Als ich im Februar durch die Straßen Berlins schlenderte, kaputt und müde vom Arbeiten während der Pandemie, dachte ich immer wieder daran, was ich mir vor zehn Jahren von meinem heutigen Leben erwartet hatte. Ich werde dieses Jahr dreißig – und obwohl ich der Zahl keine große Bedeutung zuschreibe, stolperte ich beim Reflektieren doch immer wieder über meine eigenen, überholten Erwartungen.
„Lustig“, sagte ich innerlich zu mir, „dass du mit einundzwanzig immer am meisten Angst davor hattest, wie du mit 30 aussehen würdest. Ob du graue Haare und Falten haben würdest. Und nicht, wie du dich fühlen; ob du dich fernab der Oberflächlichkeiten im Spiegel ansehen könntest.“
Tatsächlich war ich im kalten Berliner Hier und Jetzt am meisten darüber überrascht, meine Naivität verloren zu haben. Sie war etwas, das mir im Vergleich zu damals eindeutig fehlte. War sie doch etwas, das mich in meinen frühen Zwanzigern zu allerlei Dummheiten und ja, auch mutigen Schritten bewegt hatte.
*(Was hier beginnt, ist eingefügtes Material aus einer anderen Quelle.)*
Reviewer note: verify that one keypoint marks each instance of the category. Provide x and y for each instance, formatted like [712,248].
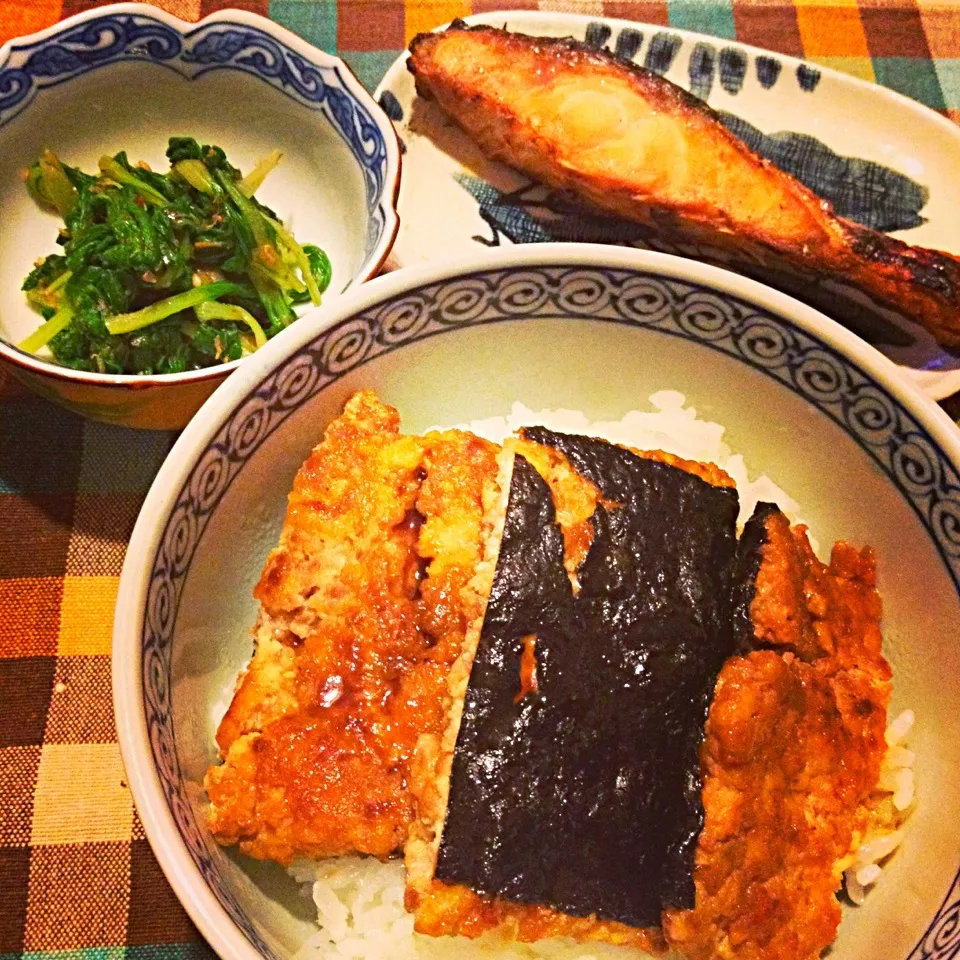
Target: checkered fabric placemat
[77,878]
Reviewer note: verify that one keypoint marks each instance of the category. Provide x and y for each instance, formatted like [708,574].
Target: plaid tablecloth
[77,878]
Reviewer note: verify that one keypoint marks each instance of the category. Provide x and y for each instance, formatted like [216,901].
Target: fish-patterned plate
[878,157]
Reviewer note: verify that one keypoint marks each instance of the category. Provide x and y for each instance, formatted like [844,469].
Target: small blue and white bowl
[127,77]
[583,327]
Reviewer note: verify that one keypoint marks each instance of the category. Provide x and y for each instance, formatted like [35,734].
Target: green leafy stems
[161,273]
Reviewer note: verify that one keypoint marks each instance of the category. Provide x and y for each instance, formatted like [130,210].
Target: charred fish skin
[638,146]
[581,792]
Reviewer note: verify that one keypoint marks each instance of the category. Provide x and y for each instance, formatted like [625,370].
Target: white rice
[670,425]
[359,900]
[360,911]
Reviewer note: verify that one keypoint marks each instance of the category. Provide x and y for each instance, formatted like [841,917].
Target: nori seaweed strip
[676,605]
[501,764]
[585,796]
[749,557]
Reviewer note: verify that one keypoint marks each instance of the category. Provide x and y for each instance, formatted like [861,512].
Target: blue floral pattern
[32,68]
[835,386]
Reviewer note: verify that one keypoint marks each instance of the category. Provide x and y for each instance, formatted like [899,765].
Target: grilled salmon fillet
[793,747]
[361,616]
[637,146]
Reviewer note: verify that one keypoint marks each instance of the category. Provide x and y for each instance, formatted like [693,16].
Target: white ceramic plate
[451,197]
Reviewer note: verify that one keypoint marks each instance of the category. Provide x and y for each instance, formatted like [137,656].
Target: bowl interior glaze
[592,329]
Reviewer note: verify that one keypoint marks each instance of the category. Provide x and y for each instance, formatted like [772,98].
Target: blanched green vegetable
[161,273]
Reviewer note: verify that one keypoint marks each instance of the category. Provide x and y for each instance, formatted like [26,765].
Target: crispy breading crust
[640,147]
[361,616]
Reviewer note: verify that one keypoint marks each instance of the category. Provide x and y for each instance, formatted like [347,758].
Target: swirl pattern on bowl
[803,364]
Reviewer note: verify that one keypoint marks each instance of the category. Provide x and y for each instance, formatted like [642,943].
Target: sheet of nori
[749,556]
[585,796]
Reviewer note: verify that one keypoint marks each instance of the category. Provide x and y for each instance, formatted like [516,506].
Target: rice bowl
[774,428]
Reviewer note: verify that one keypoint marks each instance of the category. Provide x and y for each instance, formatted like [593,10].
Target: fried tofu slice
[637,146]
[361,616]
[794,743]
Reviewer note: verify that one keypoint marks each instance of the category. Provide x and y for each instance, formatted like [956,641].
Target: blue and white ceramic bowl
[129,76]
[587,327]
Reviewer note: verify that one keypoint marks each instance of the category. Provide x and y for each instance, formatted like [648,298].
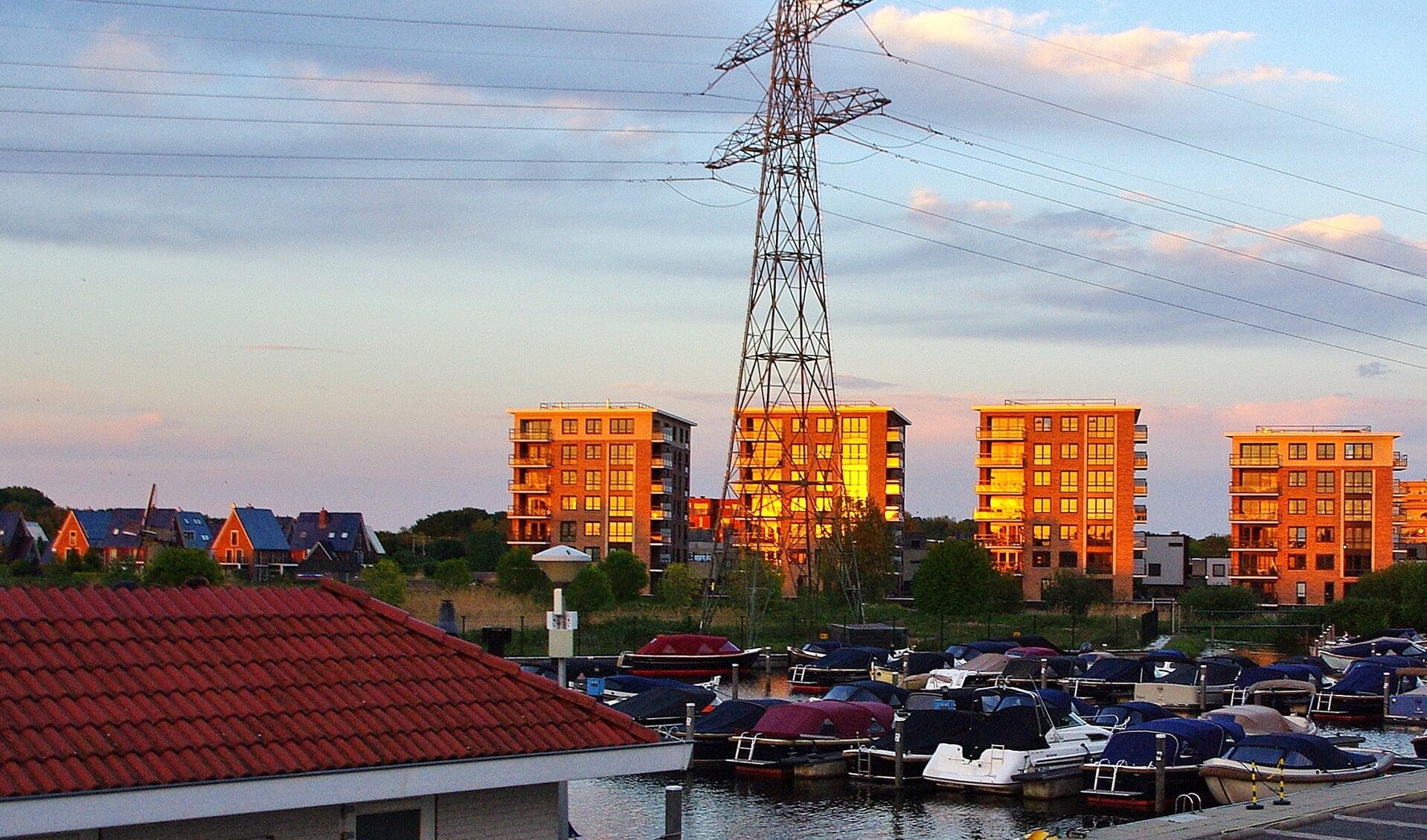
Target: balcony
[1253,461]
[531,435]
[1001,434]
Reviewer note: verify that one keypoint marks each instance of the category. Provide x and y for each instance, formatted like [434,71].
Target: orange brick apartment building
[1312,510]
[1056,488]
[601,477]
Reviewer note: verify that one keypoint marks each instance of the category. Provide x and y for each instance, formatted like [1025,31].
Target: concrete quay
[1391,807]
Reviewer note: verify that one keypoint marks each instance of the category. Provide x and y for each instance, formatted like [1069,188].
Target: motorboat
[688,655]
[1289,763]
[1190,685]
[1015,735]
[808,739]
[844,665]
[714,732]
[1262,720]
[1123,776]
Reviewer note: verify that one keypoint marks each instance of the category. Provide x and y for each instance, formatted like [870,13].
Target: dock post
[898,728]
[673,812]
[1159,773]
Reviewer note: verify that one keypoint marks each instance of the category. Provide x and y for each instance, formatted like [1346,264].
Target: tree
[519,574]
[1071,591]
[626,575]
[590,591]
[452,574]
[384,583]
[679,586]
[174,566]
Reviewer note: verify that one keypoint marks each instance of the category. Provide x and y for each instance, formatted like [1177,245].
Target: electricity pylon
[783,472]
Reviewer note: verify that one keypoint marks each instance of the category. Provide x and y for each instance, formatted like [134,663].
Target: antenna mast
[783,472]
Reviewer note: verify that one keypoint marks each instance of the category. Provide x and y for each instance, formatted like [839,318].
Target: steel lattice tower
[788,488]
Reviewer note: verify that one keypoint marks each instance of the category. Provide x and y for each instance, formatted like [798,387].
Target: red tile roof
[110,687]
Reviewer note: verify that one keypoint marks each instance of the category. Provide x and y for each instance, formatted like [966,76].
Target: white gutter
[104,809]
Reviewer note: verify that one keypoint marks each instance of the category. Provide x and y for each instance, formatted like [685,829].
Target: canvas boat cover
[1296,752]
[688,645]
[825,718]
[734,716]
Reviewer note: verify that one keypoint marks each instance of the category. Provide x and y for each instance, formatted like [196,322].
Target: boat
[808,739]
[714,732]
[688,655]
[1190,685]
[1123,776]
[844,665]
[1015,737]
[1262,720]
[1287,763]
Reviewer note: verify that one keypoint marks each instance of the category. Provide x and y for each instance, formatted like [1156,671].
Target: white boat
[1015,737]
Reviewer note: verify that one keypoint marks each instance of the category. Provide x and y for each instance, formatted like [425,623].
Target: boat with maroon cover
[687,655]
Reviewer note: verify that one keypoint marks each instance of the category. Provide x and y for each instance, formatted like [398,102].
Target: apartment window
[1099,454]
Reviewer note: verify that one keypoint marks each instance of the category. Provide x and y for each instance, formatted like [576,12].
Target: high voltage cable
[1167,77]
[401,20]
[357,102]
[1128,127]
[351,123]
[1142,225]
[1150,202]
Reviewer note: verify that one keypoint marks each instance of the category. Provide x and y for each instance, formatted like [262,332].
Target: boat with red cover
[687,655]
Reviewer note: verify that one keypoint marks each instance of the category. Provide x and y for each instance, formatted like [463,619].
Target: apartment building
[1312,510]
[1056,488]
[601,477]
[785,477]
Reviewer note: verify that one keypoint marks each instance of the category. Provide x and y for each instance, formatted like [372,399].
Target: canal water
[728,807]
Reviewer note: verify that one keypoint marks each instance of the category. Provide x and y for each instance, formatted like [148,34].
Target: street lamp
[561,565]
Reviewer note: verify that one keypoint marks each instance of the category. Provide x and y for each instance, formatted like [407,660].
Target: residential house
[286,714]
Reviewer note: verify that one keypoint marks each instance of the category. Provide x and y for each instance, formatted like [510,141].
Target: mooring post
[674,812]
[1159,773]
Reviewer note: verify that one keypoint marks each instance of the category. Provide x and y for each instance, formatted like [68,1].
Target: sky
[300,260]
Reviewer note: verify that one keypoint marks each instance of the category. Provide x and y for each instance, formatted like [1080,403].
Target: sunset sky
[304,260]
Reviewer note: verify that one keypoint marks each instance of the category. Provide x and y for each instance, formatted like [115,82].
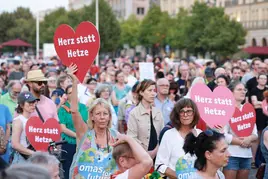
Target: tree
[109,27]
[130,31]
[154,28]
[7,21]
[50,23]
[19,24]
[176,32]
[24,26]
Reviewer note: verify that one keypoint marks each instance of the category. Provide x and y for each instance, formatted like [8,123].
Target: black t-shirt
[212,85]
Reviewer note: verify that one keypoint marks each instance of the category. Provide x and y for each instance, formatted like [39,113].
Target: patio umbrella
[16,43]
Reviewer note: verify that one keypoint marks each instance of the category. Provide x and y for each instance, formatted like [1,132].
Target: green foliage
[109,27]
[19,24]
[210,30]
[130,31]
[7,21]
[154,27]
[50,23]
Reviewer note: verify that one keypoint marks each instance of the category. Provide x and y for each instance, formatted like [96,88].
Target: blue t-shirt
[5,118]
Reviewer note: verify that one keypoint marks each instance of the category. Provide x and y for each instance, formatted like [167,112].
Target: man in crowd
[10,99]
[162,100]
[251,83]
[17,74]
[45,107]
[255,64]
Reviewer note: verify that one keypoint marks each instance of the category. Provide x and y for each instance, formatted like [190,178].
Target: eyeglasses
[208,133]
[40,82]
[241,89]
[188,112]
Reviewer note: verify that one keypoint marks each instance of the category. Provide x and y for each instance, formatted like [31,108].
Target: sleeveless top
[264,151]
[90,161]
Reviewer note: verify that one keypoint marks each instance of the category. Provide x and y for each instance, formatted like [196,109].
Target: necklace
[99,148]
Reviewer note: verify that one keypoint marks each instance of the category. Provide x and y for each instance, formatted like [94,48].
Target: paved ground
[253,174]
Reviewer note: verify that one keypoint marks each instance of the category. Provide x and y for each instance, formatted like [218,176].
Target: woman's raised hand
[71,70]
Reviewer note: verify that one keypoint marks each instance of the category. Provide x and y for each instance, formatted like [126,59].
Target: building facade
[253,15]
[122,8]
[173,6]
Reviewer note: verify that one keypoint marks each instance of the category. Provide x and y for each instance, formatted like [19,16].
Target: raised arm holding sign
[79,47]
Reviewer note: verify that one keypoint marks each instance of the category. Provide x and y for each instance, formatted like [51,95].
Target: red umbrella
[16,43]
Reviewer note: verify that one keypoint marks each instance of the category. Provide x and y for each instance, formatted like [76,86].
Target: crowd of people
[145,126]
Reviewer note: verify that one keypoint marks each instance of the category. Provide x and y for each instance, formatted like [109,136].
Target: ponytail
[205,141]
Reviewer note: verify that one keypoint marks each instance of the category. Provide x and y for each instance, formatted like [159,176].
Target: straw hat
[36,75]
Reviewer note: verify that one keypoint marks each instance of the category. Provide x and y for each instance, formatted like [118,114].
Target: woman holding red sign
[93,158]
[239,164]
[26,106]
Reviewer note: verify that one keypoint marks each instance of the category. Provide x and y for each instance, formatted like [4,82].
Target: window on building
[264,42]
[140,10]
[254,43]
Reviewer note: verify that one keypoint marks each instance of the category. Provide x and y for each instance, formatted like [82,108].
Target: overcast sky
[34,5]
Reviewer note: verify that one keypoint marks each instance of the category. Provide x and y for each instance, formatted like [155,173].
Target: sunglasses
[188,112]
[208,133]
[40,82]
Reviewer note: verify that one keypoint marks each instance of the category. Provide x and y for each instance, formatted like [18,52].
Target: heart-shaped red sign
[79,47]
[215,108]
[264,105]
[243,122]
[40,134]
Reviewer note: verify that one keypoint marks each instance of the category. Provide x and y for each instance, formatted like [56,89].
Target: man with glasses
[36,82]
[161,100]
[10,98]
[252,83]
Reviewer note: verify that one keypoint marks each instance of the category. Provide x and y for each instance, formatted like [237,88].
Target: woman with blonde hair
[94,140]
[146,121]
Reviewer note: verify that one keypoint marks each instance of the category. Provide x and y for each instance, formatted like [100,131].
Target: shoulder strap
[39,114]
[66,108]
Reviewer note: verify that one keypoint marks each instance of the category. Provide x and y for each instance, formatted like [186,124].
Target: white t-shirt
[235,150]
[122,175]
[131,80]
[23,141]
[170,150]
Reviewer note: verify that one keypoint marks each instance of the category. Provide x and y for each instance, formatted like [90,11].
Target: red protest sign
[215,108]
[79,47]
[242,122]
[40,134]
[264,105]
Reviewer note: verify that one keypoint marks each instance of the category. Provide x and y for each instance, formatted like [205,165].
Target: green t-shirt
[66,119]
Ich fand mich also gedankenverloren auf einem Gehsteig voller Streusalzüberreste wieder, und musste mich dieser banalen Erkenntnis sei Dank erstmal sammeln. Überlegen, was das überhaupt bedeutete, nicht mehr naiv zu sein.
Bedeutete es, sich nichts mehr zu trauen? Sich nicht mehr zu verlieren? Sich da niederzulassen, wo man die meisten Freunde zählen konnte? Ich musste ernsthaft darüber nachdenken, ob ich diese Naivität nicht manchmal doch vermisste. Was ich an ihr vermisste.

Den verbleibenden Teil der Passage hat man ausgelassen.